Hausse du coût de diversification des entreprises

Avec l’injection de 34 milliards de dollars, sur une année seulement, soitl’équivalent de 20% du PIB, il était inéluctable que les entreprises algériennes subissent les effets pervers d’un tel cataclysme monétaire. D’aucuns diront que ça a réussi au Japon. D’une part, le Japon a perdu une décennie de croissance en raison de la planche à billet, et d’autre part, l’économie rentière de l’Algérie n’est pas l’économie productive du Japon. Malheureusement, dans l’histoire économique, la planche à billet n’a jamais réussi à relancer une économie quelconque, elle n’a fait que produire de l’inflation, surtout dans les économies rentières où les billets imprimés servent à financer le déficit budgétaire et le remboursement de la dette intérieure. Pis, la planche à billet est en train d’enfoncer le dernier clou dans le cercueil de la diversification tant espérée par tout un peuple. Comment ? Eh bien avec l’inflation galopante, le coût des importations se renchérit pour les matières premières, les biens d’équipements, ce qui engendre la hausse de leur coût de production, réduisant ainsi la compétitivité de leurs produits par rapport aux produits étrangers. Autrement dit, la planche à billet empêche le développement, voire juste la survie, d’activités hors hydrocarbures. La faiblesse du dinar implique un manque de diversification, alors il y aura moins de devises, ce quicausera de nouvelles détériorations de la valeur du dinar. Un véritable cercle vicieux ! Conséquence, plusieurs entreprises algériennes sont aujourd’hui handicapées à cause des surcoûts entraînés par la dégringolade du dinar.

En sus de son impact négatif sur la compétitivité, l’inflation produit également un autre effet pernicieux résidant dans l’amplification du risque d’investissement pour les entrepreneurs potentiels. En effet, avec une inflation galopante, la valeur des investissements n’est plus protégée car leur valeur réelle s’érodera avec le temps. Dans un tel contexte d’incertitude et d’insécurité, les entrepreneurs n’ont plus confiance, et rechignent à se projeter à long terme dans le cadre de projets productifs. Cela ne peut que renforcer le caractère rentier de l’économie algérienne la poussant vers davantage de dépendance aux revenus des hydrocarbures.

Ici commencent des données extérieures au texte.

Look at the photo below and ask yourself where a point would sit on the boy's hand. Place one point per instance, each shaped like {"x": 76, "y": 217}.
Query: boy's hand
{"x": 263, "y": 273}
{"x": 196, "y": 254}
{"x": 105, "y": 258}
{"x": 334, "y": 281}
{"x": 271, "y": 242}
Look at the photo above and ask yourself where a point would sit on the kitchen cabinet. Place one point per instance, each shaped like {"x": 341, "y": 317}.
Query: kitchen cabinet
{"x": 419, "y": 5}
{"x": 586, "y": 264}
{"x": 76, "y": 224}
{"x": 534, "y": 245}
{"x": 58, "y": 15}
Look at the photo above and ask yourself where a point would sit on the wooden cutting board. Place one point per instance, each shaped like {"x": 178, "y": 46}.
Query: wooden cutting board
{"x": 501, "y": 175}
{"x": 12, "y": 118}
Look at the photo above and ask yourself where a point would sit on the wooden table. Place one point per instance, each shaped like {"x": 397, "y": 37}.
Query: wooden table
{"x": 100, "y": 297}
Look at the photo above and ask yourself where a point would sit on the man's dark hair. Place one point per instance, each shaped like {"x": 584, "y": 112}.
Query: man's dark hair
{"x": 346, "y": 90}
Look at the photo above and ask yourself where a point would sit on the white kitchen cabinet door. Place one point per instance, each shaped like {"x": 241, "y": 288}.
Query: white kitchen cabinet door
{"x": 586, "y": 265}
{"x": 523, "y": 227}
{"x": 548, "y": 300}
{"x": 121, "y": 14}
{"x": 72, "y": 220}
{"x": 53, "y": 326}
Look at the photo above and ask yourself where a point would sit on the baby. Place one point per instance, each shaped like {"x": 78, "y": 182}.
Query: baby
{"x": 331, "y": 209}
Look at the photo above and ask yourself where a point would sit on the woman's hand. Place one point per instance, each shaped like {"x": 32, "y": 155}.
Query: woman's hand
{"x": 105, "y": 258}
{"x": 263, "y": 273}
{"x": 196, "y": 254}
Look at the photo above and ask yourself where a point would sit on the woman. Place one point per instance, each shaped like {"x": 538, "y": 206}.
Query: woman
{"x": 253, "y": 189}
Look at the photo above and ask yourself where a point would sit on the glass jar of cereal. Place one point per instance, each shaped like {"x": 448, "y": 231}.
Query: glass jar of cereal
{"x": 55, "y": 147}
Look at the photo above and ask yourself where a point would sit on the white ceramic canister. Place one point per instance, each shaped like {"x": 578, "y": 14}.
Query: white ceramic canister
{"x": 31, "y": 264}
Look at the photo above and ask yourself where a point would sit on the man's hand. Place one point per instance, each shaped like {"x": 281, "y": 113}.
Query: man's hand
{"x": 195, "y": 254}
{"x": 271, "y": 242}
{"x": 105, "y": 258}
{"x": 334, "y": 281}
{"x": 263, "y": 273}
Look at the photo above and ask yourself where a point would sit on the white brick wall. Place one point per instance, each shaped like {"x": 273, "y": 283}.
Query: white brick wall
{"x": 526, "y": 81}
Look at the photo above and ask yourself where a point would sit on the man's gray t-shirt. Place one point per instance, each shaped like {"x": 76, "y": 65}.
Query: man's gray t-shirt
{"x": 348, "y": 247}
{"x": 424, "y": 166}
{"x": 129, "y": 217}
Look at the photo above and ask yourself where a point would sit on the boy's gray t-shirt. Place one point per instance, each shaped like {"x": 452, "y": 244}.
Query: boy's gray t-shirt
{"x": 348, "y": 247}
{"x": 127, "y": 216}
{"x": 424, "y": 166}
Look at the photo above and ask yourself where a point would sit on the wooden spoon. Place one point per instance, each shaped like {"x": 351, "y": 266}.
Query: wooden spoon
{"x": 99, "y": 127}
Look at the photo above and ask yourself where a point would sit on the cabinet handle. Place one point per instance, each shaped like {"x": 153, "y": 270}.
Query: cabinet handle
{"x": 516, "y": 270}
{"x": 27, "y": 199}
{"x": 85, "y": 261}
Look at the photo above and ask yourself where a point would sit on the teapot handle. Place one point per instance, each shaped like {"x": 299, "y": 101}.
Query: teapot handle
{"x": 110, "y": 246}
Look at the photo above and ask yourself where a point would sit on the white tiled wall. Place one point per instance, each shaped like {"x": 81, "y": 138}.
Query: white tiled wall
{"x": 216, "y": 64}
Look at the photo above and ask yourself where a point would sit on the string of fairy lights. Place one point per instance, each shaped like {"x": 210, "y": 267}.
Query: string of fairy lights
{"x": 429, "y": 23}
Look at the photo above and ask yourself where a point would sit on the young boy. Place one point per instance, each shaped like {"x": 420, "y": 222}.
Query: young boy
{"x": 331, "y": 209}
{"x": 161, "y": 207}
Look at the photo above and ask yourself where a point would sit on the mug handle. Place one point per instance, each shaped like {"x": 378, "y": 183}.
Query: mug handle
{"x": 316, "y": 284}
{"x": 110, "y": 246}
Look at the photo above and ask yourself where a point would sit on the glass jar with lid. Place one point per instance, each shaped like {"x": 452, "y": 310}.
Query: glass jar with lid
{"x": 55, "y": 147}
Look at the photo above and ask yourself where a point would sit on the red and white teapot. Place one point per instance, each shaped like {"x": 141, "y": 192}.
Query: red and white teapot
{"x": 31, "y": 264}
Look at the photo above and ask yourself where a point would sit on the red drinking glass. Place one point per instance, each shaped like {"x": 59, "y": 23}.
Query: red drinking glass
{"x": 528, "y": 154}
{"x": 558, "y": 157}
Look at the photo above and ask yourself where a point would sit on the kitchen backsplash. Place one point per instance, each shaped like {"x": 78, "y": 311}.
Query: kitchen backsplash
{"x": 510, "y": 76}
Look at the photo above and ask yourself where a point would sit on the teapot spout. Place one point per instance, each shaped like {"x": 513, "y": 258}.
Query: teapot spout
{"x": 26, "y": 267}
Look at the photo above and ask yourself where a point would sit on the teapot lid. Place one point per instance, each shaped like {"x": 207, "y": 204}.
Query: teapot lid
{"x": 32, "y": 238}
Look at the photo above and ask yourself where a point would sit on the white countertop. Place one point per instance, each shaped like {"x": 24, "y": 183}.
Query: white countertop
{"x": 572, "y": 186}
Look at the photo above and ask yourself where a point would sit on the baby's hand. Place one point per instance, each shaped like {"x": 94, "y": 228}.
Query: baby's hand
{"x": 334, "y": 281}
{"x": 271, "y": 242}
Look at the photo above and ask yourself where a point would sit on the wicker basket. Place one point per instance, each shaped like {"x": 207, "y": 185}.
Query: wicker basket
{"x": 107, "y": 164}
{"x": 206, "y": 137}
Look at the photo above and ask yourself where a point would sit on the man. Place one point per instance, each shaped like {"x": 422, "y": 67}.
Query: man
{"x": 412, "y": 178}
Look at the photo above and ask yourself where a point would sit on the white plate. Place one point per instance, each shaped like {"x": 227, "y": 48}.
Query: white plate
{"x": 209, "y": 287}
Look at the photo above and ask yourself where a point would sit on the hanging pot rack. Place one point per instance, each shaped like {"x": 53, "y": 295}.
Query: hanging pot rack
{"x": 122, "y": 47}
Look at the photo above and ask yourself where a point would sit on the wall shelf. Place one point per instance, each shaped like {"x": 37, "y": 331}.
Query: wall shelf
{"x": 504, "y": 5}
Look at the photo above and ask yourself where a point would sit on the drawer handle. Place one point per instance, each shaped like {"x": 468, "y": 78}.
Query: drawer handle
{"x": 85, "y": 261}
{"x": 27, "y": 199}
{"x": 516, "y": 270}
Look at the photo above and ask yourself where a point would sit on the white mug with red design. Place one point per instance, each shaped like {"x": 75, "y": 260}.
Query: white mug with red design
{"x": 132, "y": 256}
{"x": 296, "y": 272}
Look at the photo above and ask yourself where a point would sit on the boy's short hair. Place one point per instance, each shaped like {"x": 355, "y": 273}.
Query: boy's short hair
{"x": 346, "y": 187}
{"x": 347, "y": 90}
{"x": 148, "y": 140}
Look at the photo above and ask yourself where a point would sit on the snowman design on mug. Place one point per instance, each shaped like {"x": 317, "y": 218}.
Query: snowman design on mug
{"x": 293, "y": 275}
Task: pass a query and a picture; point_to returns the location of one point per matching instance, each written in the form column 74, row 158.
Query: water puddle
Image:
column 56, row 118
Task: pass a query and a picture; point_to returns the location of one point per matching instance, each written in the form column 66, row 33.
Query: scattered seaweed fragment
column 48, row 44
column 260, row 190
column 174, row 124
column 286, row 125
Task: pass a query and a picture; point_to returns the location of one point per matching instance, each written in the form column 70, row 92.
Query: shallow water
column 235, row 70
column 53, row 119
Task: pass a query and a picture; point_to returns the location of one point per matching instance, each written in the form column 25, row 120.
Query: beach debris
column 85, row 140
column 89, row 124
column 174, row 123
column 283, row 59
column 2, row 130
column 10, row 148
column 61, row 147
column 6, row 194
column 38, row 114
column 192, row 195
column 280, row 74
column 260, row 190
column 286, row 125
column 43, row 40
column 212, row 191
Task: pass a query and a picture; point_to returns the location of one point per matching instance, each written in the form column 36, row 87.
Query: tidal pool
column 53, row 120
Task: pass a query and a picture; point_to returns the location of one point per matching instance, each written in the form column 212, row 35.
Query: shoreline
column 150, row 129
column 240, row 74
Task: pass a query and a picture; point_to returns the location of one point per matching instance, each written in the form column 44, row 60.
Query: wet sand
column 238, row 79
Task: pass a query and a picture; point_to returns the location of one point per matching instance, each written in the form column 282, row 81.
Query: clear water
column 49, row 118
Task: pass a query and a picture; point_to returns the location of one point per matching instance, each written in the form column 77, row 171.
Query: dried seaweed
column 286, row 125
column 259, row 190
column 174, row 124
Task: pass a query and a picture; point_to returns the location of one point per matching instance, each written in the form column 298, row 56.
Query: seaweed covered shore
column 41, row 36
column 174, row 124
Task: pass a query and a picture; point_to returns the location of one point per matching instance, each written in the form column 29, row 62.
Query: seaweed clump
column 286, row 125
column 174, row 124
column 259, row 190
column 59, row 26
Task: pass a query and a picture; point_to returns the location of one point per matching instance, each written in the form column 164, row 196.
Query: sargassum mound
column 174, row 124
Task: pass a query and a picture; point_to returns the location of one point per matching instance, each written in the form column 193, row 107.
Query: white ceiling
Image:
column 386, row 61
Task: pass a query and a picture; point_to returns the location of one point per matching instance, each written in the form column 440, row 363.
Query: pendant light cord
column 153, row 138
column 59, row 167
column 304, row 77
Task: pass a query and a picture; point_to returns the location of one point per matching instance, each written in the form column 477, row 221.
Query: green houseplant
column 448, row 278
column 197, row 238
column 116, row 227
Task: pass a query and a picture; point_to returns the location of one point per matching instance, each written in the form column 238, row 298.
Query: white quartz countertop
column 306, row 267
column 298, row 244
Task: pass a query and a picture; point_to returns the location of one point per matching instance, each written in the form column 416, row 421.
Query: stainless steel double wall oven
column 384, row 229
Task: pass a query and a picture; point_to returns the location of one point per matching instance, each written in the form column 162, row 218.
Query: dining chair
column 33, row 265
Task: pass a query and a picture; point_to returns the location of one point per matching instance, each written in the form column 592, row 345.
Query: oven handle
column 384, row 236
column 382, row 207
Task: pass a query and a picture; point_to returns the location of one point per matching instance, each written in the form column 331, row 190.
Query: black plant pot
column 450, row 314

Somme toute, se tourner vers la planche à billet est une solution de facilité et de désespoir, qui ne fera que reporter les effets de la crise. Il s’agit d’une prime à la rente car elle va détruire les quelques activités hydrocarbures qui survivent en Algérie. Plus que jamais le coût de diversification est devenu rédhibitoire. Il appartient désormais aux autorités algériennes de changer de voie et mettre le cap sur des réformes favorables au développement d’un secteur privé productif qui bien qu’annoncées, sont souvent repoussées aux calendes grecques.

Hicham El Moussaoui, Professeur HDR, Université Sultan Moulay Slimane (Maroc). Le 26 décembre 2018.